It has been 11 years since the first blockchain network was introduced to the world. Today, thousands of blockchain networks exist with dozens of new projects emerging each year.
Now, blockchain technology has reached mainstream users and a large number of enterprises are using this technology in an array of industries, from agriculture and real estate to health care and voting.
According to data revealed by GitHub Repository, there are 11,609 active blockchains projects on GitHub. Each project has its own protocols, hashing algorithms, consensus models, and communities. The absence of any standard may be good for developers but, for business, this situation is not so good.
To make DLT technology useful in the long run, these blockchains should communicate with each other. Currently, one blockchain does not know information that might exist in a different blockchain. Blockchain projects are isolated from each other, despite existing within the same industry and working with the same technology.
Here blockchain interoperability kicks in.
What is Blockchain Interoperability?
Interoperability is the ability of a blockchain to share, see, and access information across different blockchain networks without any intermediaries.
This communication between different blockchains is important for the mass adoption of blockchain.
According to Consensys, the blockchain space is in danger of balkanization, where we will have a series of unconnected systems operating alongside, disconnected from each other. Blockchain companies are racing to race to prove themselves as better or more market-ready than other existing protocols abandoning interoperability to focus on other fancy offerings.
A research article by Consensys says:
“Should companies continue to ignore interoperability and instead each builds their own proprietary blockchain and attempt to pitch it against a supposed market competitor, the ecosystem in a matter of years could look very much like the early days of the un-interoperable Internet. We would be left with a scattered collection of siloed blockchains, each supported by a weak network of nodes and susceptible to attack, manipulation, and centralization.”
We have seen that interoperability has become an undeniable necessity for the blockchain industry. But how can we achieve it?
How To Achieve Interoperability
Interconnecting existing blockchains is no easy task as the existing blockchains have no built-in features to share information with other networks.
According to ITransition, a Texas-based software development company, interoperability can be achieved by two methods: Open protocol and multi-chain framework.
The first method includes the development of standardized open protocols that allow blockchains to communicate with each other without intermediaries or trust processes needed. Atomic Swap is the best-known open protocol.
The second method to achieve interoperability is the development of a multi-chain framework like Polkadot protocol, where different blockchains can plug into a framework to become a part of the standardized ecosystem, and transfer data and value between each other. This is also called the internet of blockchains.
Some Interoperability-Focused Project
The term blockchain interoperability has been tossed around for some time now. So some projects focused on interoperability are present. Here we will look at two examples.
Polkadot Network
Polkadot Network is an open-source project founded by the Web3 Foundation. It gives the ability to interoperate with a wide variety of blockchains in the Polkadot network.
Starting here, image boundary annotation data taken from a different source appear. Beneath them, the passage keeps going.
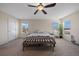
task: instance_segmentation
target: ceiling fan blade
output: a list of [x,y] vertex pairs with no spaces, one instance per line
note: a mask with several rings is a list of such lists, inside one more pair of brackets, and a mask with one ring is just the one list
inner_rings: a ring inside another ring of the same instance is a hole
[[36,6],[34,6],[34,5],[28,5],[28,7],[36,7]]
[[44,14],[47,14],[47,12],[46,12],[45,10],[42,10],[42,12],[43,12]]
[[34,15],[35,15],[37,12],[38,12],[38,10],[36,10],[36,11],[34,12]]
[[46,5],[44,6],[45,8],[49,8],[49,7],[54,7],[56,5],[56,3],[52,3],[52,4],[49,4],[49,5]]

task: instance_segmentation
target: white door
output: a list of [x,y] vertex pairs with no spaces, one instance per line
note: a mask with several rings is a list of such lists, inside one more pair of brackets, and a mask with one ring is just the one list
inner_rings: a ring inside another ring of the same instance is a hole
[[13,40],[16,38],[16,20],[13,18],[8,19],[8,39]]

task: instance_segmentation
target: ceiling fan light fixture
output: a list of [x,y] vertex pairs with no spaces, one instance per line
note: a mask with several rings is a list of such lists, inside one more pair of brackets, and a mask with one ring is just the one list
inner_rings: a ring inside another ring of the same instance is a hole
[[43,10],[44,9],[44,7],[43,6],[37,6],[37,10],[39,10],[39,11],[41,11],[41,10]]

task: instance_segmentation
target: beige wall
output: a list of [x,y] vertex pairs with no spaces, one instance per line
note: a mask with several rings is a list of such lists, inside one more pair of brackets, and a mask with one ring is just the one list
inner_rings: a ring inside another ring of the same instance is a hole
[[52,20],[29,20],[29,31],[46,31],[52,32]]
[[[46,32],[53,32],[52,29],[52,22],[56,21],[56,20],[50,20],[50,19],[30,19],[30,20],[19,20],[19,23],[23,23],[23,22],[28,22],[29,23],[29,30],[28,32],[33,32],[36,30],[39,31],[46,31]],[[58,20],[57,20],[58,21]],[[19,27],[19,32],[20,32],[20,37],[24,36],[23,33],[21,32],[21,25]]]
[[62,20],[71,20],[71,35],[74,35],[76,43],[79,43],[79,11],[62,18]]
[[[10,39],[9,35],[14,37]],[[18,20],[0,11],[0,45],[18,37]]]

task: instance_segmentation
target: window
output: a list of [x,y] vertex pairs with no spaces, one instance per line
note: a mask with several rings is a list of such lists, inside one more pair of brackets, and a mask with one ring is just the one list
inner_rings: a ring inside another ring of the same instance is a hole
[[64,29],[70,29],[71,28],[71,21],[65,20],[64,21]]
[[26,31],[28,31],[28,27],[29,27],[28,23],[22,23],[21,25],[22,25],[22,32],[26,33]]
[[53,22],[52,27],[53,29],[58,29],[58,22]]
It is a multi-chain application environment where things like cross-chain registries and cross-chain computations are possible.
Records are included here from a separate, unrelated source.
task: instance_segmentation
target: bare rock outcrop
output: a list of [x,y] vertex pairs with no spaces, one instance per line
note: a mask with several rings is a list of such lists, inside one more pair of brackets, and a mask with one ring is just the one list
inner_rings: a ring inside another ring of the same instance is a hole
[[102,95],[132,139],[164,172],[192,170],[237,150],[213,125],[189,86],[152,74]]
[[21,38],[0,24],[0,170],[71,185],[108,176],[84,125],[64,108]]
A relay chain is at the heart of Polkadot responsible for the network’s shared security, consensus, and cross-chain interoperability. Other components of Polkadot technology include Parachains, parathreads, and bridges that connect Polkadot to external blockchains.
Cosmos Network
Cosmos is a decentralized network of independent parallel blockchains, each powered by Byzantine Fault-Tolerance (BFT) consensus algorithms like Tendermint consensus.
In simple words, Cosmos is an ecosystem of blockchains that can scale and interoperate with each other.